8. Il résulte de tout ce qui précède que les conclusions aux fins d'annulation de M. B doivent être rejetées, ainsi que par voie de conséquence, celles présentées sur fondement des dispositions de l'article L. 761-1 du code de justice administrative.

DECIDE :

Article 1er : La requête de M. B est rejetée.

Article 2 : Le présent jugement sera notifié à M. A B et à la préfète de la Loire.

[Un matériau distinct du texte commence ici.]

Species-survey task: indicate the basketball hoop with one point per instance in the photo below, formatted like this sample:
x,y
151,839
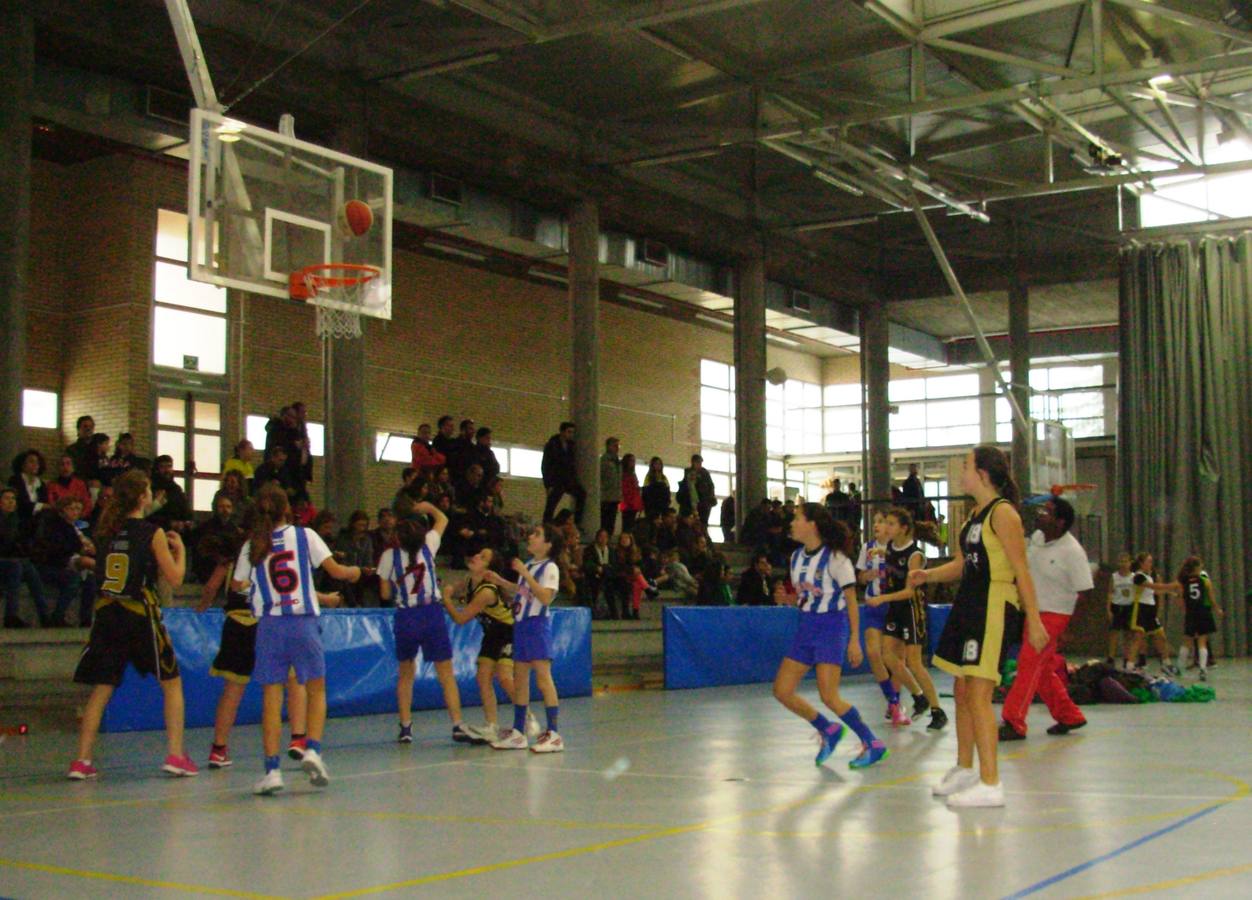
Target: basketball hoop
x,y
338,291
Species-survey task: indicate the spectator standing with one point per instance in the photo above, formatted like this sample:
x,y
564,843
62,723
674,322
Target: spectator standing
x,y
560,476
15,565
28,483
80,451
170,510
657,493
69,485
696,492
610,485
756,583
426,460
632,498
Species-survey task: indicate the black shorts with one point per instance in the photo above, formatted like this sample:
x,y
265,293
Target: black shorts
x,y
237,655
1200,621
907,621
1144,618
1121,617
120,636
497,645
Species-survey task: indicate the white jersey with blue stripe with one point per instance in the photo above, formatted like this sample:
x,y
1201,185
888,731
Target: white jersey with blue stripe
x,y
526,605
282,583
820,578
413,580
877,565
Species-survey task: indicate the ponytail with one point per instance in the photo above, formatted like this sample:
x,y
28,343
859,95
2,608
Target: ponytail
x,y
993,461
833,532
269,512
128,492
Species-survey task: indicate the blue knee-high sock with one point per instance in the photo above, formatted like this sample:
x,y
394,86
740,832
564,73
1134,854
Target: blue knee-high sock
x,y
853,720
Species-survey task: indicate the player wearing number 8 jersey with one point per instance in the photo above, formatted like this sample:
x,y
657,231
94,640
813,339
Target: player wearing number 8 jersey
x,y
276,568
127,627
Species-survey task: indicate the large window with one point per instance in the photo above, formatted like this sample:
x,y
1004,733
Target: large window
x,y
189,318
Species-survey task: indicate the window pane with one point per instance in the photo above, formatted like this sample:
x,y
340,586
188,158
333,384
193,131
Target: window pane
x,y
172,284
178,334
715,374
525,463
715,402
207,453
172,234
38,408
208,416
170,443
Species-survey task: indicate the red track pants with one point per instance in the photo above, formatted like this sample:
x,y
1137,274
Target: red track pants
x,y
1037,674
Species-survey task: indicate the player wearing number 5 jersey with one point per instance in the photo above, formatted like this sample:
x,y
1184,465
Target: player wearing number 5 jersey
x,y
276,568
407,576
127,628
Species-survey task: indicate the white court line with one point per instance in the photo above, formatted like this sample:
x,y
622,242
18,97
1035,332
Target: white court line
x,y
237,789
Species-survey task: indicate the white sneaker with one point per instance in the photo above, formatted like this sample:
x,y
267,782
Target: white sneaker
x,y
978,795
957,779
511,740
314,769
549,742
269,785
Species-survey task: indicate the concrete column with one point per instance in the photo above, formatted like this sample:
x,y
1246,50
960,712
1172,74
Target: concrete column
x,y
1019,359
16,94
749,383
875,331
585,371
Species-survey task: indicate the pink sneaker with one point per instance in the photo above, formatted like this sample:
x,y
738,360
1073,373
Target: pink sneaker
x,y
180,766
899,717
82,770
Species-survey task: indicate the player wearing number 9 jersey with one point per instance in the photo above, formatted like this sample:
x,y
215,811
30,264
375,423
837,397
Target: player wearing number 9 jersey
x,y
276,568
127,627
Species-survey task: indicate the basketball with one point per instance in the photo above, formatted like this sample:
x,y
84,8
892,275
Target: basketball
x,y
357,217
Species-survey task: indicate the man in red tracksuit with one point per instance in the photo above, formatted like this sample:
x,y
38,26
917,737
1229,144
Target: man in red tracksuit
x,y
1061,573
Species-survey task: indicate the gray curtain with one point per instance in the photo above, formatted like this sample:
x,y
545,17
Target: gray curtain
x,y
1185,414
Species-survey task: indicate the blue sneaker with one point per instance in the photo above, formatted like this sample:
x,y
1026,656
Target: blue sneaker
x,y
829,741
870,755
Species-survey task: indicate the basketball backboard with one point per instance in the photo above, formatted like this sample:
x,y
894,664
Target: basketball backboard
x,y
264,205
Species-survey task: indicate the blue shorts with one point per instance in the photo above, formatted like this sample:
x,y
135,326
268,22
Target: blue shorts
x,y
422,628
874,616
532,639
820,639
286,642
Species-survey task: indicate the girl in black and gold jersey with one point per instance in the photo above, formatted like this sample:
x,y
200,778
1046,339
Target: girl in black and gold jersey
x,y
485,602
127,627
994,578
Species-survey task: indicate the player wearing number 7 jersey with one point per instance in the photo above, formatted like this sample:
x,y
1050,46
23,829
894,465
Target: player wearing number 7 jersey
x,y
127,627
276,568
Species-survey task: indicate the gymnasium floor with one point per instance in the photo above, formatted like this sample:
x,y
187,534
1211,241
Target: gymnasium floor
x,y
662,795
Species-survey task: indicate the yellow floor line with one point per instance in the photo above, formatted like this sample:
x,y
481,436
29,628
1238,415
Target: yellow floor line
x,y
134,880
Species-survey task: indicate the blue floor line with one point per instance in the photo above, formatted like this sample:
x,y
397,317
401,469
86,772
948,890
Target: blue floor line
x,y
1139,841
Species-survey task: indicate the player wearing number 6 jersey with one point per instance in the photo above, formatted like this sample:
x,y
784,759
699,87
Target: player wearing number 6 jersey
x,y
828,632
276,568
127,627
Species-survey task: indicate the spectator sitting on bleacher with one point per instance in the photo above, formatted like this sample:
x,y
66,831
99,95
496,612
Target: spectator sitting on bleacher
x,y
15,565
28,483
69,485
170,510
756,583
80,451
426,460
65,560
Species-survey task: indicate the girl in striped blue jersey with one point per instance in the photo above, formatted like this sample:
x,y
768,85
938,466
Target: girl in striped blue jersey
x,y
824,587
276,568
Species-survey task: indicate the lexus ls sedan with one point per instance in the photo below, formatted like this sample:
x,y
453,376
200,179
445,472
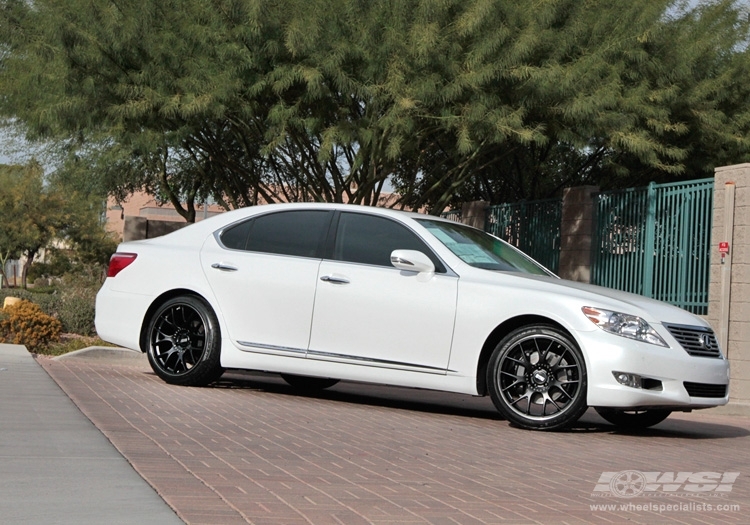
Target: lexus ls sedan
x,y
324,292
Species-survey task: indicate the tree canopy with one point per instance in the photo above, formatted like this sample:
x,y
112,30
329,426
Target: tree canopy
x,y
243,101
37,214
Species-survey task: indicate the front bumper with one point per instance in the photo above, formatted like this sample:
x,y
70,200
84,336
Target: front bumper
x,y
667,368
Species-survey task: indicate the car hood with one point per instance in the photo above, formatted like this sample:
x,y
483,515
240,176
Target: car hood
x,y
650,310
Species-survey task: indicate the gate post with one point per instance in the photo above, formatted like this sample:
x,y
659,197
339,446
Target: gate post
x,y
576,231
474,213
729,288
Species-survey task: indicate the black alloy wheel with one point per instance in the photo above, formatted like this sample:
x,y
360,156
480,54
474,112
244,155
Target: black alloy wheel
x,y
537,378
184,343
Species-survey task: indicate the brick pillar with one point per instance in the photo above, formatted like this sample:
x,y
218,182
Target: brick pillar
x,y
474,213
135,228
733,278
576,231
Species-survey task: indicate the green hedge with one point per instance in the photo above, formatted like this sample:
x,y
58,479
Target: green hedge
x,y
71,301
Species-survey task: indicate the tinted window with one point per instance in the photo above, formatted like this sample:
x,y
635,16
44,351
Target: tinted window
x,y
370,240
298,233
480,249
236,236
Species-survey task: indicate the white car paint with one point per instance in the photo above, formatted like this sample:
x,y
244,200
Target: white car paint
x,y
327,318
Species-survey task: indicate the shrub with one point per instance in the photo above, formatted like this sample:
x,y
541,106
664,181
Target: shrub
x,y
24,323
77,302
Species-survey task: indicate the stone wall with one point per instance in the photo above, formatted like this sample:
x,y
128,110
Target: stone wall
x,y
576,232
729,291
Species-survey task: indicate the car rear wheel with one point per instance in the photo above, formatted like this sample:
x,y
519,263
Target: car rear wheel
x,y
184,343
633,418
309,383
537,378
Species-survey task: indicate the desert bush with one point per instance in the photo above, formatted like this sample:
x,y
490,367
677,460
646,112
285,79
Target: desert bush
x,y
24,323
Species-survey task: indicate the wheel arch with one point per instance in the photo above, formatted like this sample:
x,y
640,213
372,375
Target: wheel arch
x,y
498,334
157,303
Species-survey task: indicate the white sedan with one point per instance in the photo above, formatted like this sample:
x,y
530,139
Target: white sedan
x,y
323,292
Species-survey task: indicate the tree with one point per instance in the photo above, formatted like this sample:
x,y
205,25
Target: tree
x,y
37,214
246,101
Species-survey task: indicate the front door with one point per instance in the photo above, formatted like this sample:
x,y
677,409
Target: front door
x,y
369,313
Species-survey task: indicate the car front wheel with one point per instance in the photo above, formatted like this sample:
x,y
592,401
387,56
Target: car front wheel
x,y
633,418
184,343
537,378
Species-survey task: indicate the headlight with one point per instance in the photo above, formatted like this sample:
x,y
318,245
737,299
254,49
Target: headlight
x,y
625,325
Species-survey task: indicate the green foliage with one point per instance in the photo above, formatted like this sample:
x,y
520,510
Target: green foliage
x,y
40,214
24,323
76,309
71,300
257,100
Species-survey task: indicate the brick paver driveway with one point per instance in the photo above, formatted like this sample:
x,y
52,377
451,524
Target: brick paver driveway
x,y
252,450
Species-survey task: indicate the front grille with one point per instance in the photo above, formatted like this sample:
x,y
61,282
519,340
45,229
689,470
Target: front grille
x,y
696,340
705,389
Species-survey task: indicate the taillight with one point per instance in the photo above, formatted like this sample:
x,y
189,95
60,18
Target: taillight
x,y
119,261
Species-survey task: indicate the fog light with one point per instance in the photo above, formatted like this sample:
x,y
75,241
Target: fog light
x,y
632,380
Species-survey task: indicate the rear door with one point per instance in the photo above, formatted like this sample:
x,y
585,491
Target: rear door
x,y
264,273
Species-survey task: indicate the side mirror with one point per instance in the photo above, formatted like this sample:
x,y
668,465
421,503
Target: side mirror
x,y
412,261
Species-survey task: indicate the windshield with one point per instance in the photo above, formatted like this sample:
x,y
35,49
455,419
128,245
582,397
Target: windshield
x,y
481,250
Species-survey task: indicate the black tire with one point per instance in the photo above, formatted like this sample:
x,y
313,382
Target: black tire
x,y
536,378
184,342
633,418
309,383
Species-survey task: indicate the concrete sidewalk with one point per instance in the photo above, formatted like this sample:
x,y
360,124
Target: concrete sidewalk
x,y
55,466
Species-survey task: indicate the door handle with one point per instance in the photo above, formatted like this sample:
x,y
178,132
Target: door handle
x,y
224,267
334,279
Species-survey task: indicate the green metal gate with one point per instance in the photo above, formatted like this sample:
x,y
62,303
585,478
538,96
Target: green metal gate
x,y
533,227
655,241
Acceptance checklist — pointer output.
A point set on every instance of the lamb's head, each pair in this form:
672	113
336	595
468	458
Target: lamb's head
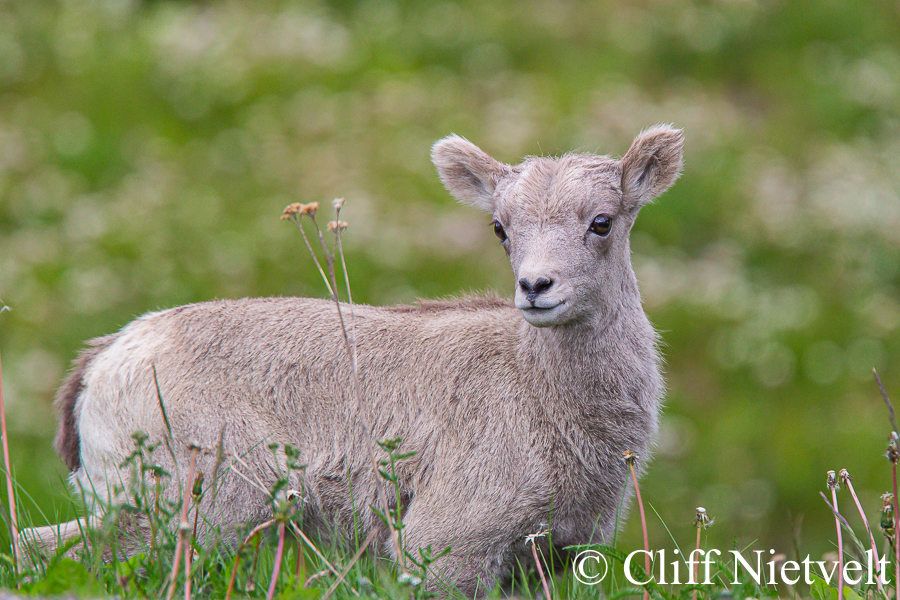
565	222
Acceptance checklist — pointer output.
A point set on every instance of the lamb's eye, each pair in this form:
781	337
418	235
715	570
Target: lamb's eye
601	225
499	231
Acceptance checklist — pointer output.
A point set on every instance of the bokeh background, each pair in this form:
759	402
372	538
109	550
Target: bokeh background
148	148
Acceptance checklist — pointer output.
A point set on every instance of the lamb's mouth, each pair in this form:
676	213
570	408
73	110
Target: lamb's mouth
542	316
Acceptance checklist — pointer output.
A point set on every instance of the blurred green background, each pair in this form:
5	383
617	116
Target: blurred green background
148	148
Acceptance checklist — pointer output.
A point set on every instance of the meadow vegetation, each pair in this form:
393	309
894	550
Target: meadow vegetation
146	149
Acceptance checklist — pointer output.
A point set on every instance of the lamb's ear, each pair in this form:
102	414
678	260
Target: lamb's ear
652	164
467	172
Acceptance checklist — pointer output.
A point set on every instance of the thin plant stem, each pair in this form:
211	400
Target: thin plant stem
183	526
10	494
279	556
537	561
237	559
845	477
312	546
896	536
833	485
630	457
356	557
357	388
697	563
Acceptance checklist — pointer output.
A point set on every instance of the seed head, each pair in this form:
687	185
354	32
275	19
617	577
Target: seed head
290	210
198	485
887	515
298	208
702	518
893	451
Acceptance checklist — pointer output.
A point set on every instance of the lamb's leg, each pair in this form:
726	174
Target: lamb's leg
479	550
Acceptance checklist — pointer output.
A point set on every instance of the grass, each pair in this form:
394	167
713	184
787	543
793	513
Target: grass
276	559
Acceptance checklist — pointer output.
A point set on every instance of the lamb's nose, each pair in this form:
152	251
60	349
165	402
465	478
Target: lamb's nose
533	290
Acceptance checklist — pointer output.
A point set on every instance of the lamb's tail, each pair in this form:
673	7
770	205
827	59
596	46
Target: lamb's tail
68	439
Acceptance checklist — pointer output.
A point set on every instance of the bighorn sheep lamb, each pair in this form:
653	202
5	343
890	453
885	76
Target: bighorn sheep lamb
513	412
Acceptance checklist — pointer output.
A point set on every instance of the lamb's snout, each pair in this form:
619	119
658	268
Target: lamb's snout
533	290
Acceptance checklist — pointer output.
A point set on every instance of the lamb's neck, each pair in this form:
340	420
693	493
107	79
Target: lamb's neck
567	354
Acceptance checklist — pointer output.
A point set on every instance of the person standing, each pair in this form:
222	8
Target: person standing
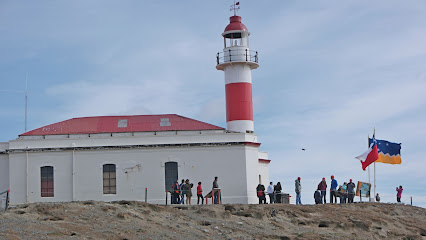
277	191
377	197
333	188
345	192
182	192
322	186
176	192
260	189
351	191
398	193
200	194
216	191
317	197
298	190
271	193
188	191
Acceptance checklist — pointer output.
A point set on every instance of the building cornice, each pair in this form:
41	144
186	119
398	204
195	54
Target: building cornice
150	146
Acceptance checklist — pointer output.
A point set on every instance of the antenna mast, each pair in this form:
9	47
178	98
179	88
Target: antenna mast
235	8
26	99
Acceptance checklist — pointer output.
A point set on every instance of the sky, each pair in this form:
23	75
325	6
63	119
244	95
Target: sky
330	73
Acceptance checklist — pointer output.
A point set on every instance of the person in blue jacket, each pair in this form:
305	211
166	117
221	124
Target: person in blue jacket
333	189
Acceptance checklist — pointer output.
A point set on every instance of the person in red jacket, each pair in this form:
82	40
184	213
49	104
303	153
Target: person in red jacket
200	194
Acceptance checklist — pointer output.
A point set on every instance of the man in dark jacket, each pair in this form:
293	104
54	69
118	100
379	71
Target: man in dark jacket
216	191
351	191
322	186
333	189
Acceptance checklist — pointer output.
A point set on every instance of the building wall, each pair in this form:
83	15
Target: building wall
137	169
4	172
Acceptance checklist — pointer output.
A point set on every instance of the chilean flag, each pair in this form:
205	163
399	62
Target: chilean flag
370	156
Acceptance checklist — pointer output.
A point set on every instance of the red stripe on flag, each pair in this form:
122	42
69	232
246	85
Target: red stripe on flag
371	157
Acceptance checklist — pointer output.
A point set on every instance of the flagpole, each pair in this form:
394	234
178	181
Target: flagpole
368	144
374	179
374	172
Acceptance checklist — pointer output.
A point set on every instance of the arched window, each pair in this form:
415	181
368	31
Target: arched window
46	175
109	179
171	175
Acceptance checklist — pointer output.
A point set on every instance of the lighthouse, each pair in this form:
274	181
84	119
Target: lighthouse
237	60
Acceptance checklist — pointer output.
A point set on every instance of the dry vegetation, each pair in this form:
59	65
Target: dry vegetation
137	220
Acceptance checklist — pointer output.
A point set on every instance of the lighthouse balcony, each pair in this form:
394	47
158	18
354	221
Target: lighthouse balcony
237	55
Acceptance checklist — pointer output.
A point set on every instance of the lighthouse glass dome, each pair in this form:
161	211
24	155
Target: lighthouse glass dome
236	45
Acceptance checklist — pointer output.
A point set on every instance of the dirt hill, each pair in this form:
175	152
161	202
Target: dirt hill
137	220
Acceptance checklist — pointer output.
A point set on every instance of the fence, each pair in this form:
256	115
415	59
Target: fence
236	55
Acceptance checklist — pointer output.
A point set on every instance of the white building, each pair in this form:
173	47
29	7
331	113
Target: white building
122	157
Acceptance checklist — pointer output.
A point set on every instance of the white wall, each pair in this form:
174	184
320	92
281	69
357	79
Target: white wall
235	165
4	172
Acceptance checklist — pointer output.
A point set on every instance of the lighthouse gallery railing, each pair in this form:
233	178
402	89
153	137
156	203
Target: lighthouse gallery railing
237	55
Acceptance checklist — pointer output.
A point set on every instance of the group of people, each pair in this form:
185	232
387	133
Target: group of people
184	189
273	191
345	192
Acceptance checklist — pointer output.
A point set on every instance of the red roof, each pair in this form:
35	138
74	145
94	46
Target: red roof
115	124
235	24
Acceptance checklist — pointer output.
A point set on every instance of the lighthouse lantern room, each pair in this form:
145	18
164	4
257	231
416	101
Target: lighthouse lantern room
237	60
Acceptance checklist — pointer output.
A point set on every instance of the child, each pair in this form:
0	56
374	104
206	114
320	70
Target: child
200	194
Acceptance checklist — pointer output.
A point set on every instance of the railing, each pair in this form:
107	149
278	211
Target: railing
6	205
237	55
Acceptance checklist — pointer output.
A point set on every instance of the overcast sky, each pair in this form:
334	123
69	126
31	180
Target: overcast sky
330	72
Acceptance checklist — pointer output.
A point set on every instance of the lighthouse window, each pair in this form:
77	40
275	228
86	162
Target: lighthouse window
46	174
109	179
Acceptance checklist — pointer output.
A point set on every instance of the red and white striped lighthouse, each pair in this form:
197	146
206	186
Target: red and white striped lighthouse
237	61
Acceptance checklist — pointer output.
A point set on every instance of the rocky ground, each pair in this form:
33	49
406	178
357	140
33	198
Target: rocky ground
137	220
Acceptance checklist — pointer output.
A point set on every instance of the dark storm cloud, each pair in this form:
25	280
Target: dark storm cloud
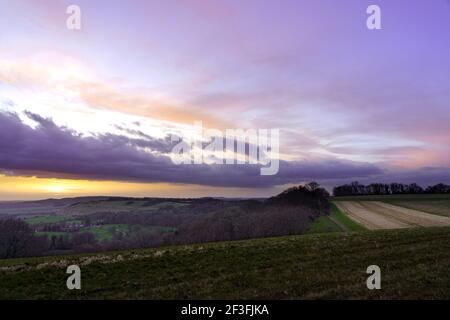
52	151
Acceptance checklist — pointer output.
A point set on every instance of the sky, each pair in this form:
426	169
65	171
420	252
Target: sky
91	111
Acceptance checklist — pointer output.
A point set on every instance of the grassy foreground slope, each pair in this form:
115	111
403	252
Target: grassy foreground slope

Délibéré après l'audience du 18 octobre 2022, à laquelle siégeaient :

M. Segado, président,

M. Delahaye, premier conseiller,

Mme Collomb, première conseillère.

Rendu public par mise à disposition au greffe le 8 novembre 2022.

Le rapporteur,

L. DelahayeLe président,

J. Segado

La greffière,

N. Renoud-Genty

La République mande et ordonne au ministre de l'intérieur et des outre-mer en ce qui le concerne ou à tous commissaires de justice à ce requis en ce qui concerne les voies de droit commun contre les parties privées, de pourvoir à l'exécution de la présente décision.